General manager Ned Colletti said he and Mattingly talked about making a change at the All-Star break, but held off hoping that the offense would awaken. It didn't.
Colletti said the decision stemmed from a combination of Pentland and the lack of production, not just one or the other or any communication breakdown.
He said he was hopeful it would shake up his club's hitters. This is the third midseason change of hitting coaches in Colletti's six years as GM. He also replaced Eddie Murray with Bill Mueller in 2007 and Mike Easler with Mattingly in 2008.
"It's a lack of results, and in some cases a lack of focus," said Colletti. "You hope with a new voice, somebody sees that a good man was let go and you point to yourself that I've got to be better at what I do.

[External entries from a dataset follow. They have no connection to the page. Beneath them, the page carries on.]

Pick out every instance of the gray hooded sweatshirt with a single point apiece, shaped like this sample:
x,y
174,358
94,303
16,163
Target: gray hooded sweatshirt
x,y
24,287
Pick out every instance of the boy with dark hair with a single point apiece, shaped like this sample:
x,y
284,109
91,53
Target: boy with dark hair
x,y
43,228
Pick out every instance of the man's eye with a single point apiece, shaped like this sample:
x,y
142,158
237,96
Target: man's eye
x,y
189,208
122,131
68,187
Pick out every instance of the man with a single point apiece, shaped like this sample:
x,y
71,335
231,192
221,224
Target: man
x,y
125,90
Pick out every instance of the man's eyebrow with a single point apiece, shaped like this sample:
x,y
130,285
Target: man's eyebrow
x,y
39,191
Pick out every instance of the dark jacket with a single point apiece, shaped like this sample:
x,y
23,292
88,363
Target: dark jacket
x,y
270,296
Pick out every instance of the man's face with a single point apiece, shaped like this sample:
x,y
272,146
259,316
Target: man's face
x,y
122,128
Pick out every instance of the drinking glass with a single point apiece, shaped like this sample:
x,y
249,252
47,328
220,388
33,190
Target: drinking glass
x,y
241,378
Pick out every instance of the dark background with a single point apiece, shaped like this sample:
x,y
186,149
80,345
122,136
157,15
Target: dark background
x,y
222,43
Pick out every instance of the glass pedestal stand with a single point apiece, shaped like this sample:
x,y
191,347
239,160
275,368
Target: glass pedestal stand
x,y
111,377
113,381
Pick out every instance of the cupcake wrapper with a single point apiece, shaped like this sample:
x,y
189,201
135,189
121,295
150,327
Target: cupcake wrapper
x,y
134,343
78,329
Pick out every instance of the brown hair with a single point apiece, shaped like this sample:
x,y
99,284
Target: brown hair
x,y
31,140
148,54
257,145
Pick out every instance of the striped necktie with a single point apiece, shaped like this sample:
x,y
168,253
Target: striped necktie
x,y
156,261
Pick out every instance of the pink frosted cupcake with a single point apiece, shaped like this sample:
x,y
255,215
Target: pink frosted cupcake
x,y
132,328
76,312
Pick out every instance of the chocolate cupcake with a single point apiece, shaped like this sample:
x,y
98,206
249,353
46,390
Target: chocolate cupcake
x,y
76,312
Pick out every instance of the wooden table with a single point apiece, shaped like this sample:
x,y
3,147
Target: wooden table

"We don't lack for talent. Are we the '27 Yankees? No. Look at the offensive production of the club and certainly some guys have fallen short, not of expectations not warranted but by the type of performance of the past. This is not about blame. It's being a new voice and a realization that it's got to be better."
Colletti and Mattingly praised Pentland as a master of the swing and a passionate teacher. Mattingly seemed to take the decision especially hard and was noticeably red-eyed Tuesday night, knowing of the upcoming announcement.
"As a player, you've got to know we didn't get our job done," he said. "I know somebody takes the fall, somebody will take the hit. It always made me feel horrible. I know it wasn't their fault. He did everything he could do to help them. It doesn't mean he's not trying or not capable. It's just his voice isn't being heard and it gets down to the bottom line."
Pentland was not in the meeting or available to reporters. Mattingly said "he was hurt, no doubt about it" when told.
Andre Ethier, hitting .299 but lacking the power of his best seasons, said, "It's unfair to lay the blame on one person." He said if dismissing the hitting coach is meant to awaken the offense, it's a stretch.
"We know what's going on isn't acceptable," he said. "If they think anyone in here doesn't think that, they don't have the priorities right. We just have to figure out a way to do it different.
"As a player, you feel responsible for all the things that led to this -- the way the season has been to individual wins to not producing offensively. Guys like Pent have to be the scapegoat; they're put out front."
Aaron Miles, whose .311 average took him from a bench player to an almost-starter, agreed.
"There's not a guy on the team that doesn't feel at least somewhat partly to blame because this is us out there doing it," Miles said. "Hitting coach is the toughest job in baseball. Credit is hard to come by when we're doing well and we do badly and the guy gets the finger pointed at him.
"He's a good hitting coach. This is tough for everybody today. He's very well liked and we know the blame doesn't rest totally on him. It rests on everybody."
Pentland previously served as hitting coach with the Mariners, Royals and Cubs.